Approximately ninety minutes later we pull into the parking lot at the Cancer Agency. We search hard for an empty stall and are amazed at how full the lot is. We shouldn’t be that surprised, as cancer seems to be ubiquitous these days and either affects someone in our family or in the families of our friends and neighbours. There are no six degrees of separation when it comes to cancer.

After a bit of circling, we spot a vehicle pulling out of a parking space and immediately take its place. As we approach the Cancer Agency building we fumble in our pockets for some loose change to deposit in the pay parking machine, obtain our receipt, and step through the open glass doors. Chemotherapy, here we come.

Everything about the facility is bright, relaxing, and welcoming. If we didn’t know better, we would think we are stepping into the lobby of an upscale hotel. Although the motivation behind the people visiting today is rather grim in nature, we find most of the faces we see to be pleasant and smiling. Volunteers in blue vests wander the hallways offering cups of tea and there are even friendly therapy dogs who seem to instinctively sniff out those who need it the most and sidle up to them in order to offer up their bodies for a snuggle and a few loving pats.

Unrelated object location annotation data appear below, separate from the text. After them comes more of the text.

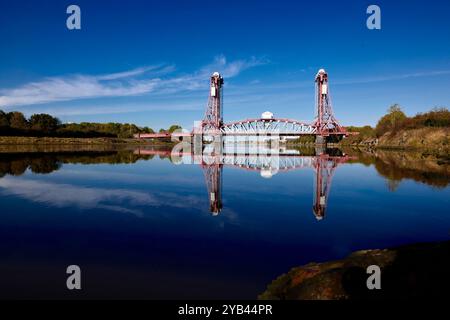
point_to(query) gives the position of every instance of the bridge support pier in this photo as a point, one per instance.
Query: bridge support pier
(321, 140)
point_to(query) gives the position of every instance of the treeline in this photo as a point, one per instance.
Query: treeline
(396, 120)
(44, 125)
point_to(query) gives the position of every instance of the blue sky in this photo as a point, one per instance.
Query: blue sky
(148, 62)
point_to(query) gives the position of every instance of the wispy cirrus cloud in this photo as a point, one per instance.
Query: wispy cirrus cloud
(140, 81)
(85, 198)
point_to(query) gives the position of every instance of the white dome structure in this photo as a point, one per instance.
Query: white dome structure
(267, 115)
(268, 173)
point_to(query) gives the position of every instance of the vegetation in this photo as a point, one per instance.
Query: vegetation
(44, 125)
(396, 120)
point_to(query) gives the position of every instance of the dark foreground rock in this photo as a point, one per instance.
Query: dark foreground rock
(413, 271)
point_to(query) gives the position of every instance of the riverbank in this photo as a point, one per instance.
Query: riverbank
(412, 271)
(52, 144)
(433, 141)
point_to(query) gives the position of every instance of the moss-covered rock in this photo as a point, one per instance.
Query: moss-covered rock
(421, 270)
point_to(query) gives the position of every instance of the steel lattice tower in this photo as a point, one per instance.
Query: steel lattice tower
(213, 120)
(325, 122)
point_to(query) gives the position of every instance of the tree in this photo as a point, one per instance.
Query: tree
(391, 121)
(17, 120)
(44, 123)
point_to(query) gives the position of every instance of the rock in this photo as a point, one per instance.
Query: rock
(421, 270)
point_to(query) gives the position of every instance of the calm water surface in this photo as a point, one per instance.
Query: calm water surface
(140, 226)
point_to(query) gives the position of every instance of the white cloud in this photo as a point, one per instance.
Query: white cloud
(153, 79)
(66, 195)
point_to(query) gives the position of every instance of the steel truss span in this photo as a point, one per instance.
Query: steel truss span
(212, 125)
(268, 127)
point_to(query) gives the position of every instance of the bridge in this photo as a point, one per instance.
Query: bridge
(324, 125)
(267, 164)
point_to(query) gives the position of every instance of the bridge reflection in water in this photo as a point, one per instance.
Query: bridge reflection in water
(266, 161)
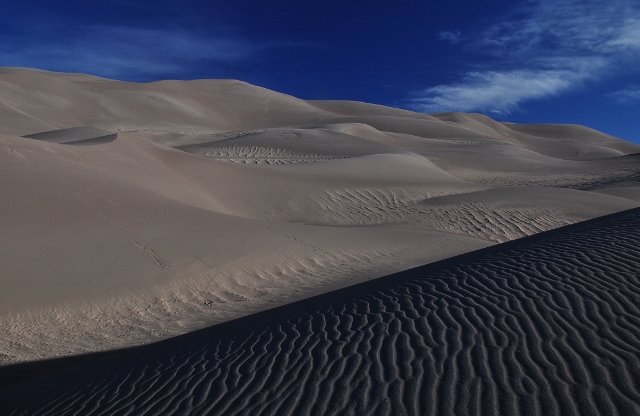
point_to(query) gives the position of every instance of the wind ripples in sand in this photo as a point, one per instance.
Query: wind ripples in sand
(544, 325)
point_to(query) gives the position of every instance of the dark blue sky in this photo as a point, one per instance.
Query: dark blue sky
(557, 61)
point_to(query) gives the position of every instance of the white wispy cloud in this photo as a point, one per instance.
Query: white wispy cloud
(126, 52)
(545, 48)
(496, 92)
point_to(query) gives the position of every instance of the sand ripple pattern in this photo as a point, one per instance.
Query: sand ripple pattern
(544, 325)
(364, 206)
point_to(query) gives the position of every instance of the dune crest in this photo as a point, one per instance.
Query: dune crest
(135, 212)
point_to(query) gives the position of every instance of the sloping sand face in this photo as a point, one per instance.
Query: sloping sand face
(135, 212)
(541, 325)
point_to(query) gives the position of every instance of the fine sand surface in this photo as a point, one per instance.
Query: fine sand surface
(543, 325)
(135, 212)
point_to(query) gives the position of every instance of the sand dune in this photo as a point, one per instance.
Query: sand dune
(75, 136)
(542, 325)
(135, 212)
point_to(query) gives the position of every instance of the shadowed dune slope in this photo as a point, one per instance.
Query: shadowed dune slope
(544, 325)
(75, 136)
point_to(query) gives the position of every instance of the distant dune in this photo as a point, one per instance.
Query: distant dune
(137, 212)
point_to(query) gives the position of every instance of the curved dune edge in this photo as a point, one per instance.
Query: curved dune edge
(541, 325)
(221, 199)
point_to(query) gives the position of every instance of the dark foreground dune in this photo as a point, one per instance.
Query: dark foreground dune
(546, 324)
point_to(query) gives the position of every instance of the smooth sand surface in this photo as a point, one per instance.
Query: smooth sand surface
(542, 325)
(136, 212)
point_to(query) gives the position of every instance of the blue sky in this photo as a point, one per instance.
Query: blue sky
(556, 61)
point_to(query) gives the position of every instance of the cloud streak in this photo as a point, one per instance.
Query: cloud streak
(627, 95)
(546, 48)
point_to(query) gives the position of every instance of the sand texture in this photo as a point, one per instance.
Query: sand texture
(136, 212)
(541, 325)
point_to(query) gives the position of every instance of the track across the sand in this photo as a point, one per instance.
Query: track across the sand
(547, 324)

After a brief stop at the information desk, we are directed up to the second floor where we will check in for our chemo session. Of course, I am asked to state the date of my birth (how come everyone in the health field is so interested in my birthday, and yet I’m not receiving any more cards and presents?) and when I answer correctly we are asked to have a seat in the waiting room.

It isn’t too long before one of the volunteers calls our name and escorts us to the chemotherapy clinic. We pass through the automatic doors and enter a large space with sixteen bright blue La-Z-Boy recliner chairs placed around the room. Windows on two sides suffuse the area with natural light and views of several large Garry Oak trees outside. In the centre of the room is the nursing station where nurses attend their duties, which seems to entail a lot of comradery.

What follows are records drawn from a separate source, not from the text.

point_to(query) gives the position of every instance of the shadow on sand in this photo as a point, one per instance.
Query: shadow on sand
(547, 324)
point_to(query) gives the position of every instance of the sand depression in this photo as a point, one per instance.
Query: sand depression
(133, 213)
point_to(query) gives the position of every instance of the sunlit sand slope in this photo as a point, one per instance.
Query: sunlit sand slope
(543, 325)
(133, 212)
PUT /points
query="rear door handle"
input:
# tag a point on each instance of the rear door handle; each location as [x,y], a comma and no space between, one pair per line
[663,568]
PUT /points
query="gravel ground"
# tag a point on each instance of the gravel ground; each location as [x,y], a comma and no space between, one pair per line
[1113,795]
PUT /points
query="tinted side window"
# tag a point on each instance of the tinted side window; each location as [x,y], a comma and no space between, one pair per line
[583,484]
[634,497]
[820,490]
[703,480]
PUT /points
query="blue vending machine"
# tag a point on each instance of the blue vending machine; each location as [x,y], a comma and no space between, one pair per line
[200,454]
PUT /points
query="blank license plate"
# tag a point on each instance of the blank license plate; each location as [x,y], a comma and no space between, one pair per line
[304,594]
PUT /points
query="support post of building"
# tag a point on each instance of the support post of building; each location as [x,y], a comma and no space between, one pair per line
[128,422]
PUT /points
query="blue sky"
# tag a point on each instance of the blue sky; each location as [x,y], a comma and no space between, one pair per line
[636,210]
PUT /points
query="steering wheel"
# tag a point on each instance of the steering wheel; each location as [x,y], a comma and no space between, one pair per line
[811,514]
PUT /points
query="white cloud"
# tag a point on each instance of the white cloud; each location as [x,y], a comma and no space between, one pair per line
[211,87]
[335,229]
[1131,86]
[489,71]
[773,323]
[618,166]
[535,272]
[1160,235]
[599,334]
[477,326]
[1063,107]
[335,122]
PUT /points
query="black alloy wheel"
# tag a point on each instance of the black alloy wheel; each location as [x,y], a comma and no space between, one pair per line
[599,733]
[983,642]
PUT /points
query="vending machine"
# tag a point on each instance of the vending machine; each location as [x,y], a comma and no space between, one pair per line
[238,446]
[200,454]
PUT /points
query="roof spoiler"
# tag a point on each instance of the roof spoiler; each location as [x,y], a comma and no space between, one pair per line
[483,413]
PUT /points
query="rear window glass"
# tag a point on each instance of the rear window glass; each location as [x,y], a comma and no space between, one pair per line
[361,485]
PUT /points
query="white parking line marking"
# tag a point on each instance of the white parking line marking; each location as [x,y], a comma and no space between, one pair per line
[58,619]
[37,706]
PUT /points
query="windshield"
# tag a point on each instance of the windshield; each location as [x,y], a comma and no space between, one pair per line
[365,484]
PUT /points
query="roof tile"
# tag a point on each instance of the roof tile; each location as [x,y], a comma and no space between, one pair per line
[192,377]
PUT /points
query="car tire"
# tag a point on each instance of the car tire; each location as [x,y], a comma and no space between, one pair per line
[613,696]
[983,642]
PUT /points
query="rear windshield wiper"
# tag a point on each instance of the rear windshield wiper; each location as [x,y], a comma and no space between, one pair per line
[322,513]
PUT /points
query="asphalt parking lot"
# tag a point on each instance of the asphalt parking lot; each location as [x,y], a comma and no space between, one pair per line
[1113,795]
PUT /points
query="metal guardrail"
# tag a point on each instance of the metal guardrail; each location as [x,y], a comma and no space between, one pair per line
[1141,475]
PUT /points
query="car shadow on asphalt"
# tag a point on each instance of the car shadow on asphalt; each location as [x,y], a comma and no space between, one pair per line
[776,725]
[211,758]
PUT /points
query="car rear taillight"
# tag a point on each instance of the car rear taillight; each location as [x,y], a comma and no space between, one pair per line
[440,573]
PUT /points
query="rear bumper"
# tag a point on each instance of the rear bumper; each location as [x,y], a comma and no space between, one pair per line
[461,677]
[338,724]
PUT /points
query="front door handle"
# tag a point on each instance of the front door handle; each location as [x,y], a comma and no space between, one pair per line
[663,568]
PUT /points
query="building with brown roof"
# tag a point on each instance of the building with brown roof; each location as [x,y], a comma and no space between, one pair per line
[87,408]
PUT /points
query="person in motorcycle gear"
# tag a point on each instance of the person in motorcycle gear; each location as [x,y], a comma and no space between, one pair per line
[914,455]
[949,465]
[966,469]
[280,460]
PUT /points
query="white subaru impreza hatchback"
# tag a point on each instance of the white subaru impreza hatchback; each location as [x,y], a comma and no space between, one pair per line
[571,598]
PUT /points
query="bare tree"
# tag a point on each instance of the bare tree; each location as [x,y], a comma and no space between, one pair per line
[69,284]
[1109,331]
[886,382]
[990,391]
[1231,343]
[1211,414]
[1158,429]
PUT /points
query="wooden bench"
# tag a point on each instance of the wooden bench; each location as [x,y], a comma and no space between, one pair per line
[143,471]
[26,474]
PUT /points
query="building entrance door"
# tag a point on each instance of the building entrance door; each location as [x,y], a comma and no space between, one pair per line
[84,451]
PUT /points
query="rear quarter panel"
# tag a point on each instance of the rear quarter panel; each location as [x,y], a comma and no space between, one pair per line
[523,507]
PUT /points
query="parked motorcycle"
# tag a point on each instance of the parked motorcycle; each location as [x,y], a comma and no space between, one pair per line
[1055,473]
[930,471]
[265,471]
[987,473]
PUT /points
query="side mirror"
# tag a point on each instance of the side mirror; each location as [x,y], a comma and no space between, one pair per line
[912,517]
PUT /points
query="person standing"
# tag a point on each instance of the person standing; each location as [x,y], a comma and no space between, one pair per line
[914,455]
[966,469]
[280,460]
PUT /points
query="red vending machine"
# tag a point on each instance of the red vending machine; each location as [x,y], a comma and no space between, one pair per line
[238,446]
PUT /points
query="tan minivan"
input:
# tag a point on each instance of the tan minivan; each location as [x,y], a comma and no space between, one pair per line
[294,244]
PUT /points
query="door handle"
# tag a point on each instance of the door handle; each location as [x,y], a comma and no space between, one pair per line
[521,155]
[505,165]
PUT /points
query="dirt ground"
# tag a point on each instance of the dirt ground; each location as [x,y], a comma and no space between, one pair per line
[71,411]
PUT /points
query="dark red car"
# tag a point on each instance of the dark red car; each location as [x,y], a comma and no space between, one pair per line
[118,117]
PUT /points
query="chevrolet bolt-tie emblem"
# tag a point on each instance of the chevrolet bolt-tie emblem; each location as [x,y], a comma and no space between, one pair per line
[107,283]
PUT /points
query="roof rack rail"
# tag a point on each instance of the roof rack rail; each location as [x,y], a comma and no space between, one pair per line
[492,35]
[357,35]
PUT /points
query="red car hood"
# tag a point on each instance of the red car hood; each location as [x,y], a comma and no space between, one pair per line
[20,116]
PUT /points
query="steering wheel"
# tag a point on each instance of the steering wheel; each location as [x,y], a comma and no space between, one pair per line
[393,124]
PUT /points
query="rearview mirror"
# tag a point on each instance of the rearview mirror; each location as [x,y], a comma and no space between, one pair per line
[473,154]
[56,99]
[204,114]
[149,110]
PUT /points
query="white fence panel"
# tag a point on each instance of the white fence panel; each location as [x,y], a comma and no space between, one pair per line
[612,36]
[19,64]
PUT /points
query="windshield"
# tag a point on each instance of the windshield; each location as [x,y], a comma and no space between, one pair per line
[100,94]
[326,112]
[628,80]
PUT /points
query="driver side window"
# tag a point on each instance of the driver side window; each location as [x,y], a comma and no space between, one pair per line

We are led to the only unoccupied recliner in the room which had been vacated just minutes before by its last chemo receiving occupant. We half expect someone to hand us the remote and a bowl of popcorn, but out strides Sam, our nurse for this particular round of chemotherapy (he, like all the other nurses have their first names written in felt pen on the front of their nursing tunics). He checks my name, asks me my date of birth (again) and off we go into the realm of chemotherapy.

We tilt back our recliner (we keep saying “we” because remember that you are along for this ride), a little apprehensive since we know that we are going to be poked sooner or later. Sam feels around and soon finds a nice, fat vein in the crook of our right elbow. He brings over a wet, warm towel, and wraps it around the chosen arm so that the vein will puff out even more and be easier to tap.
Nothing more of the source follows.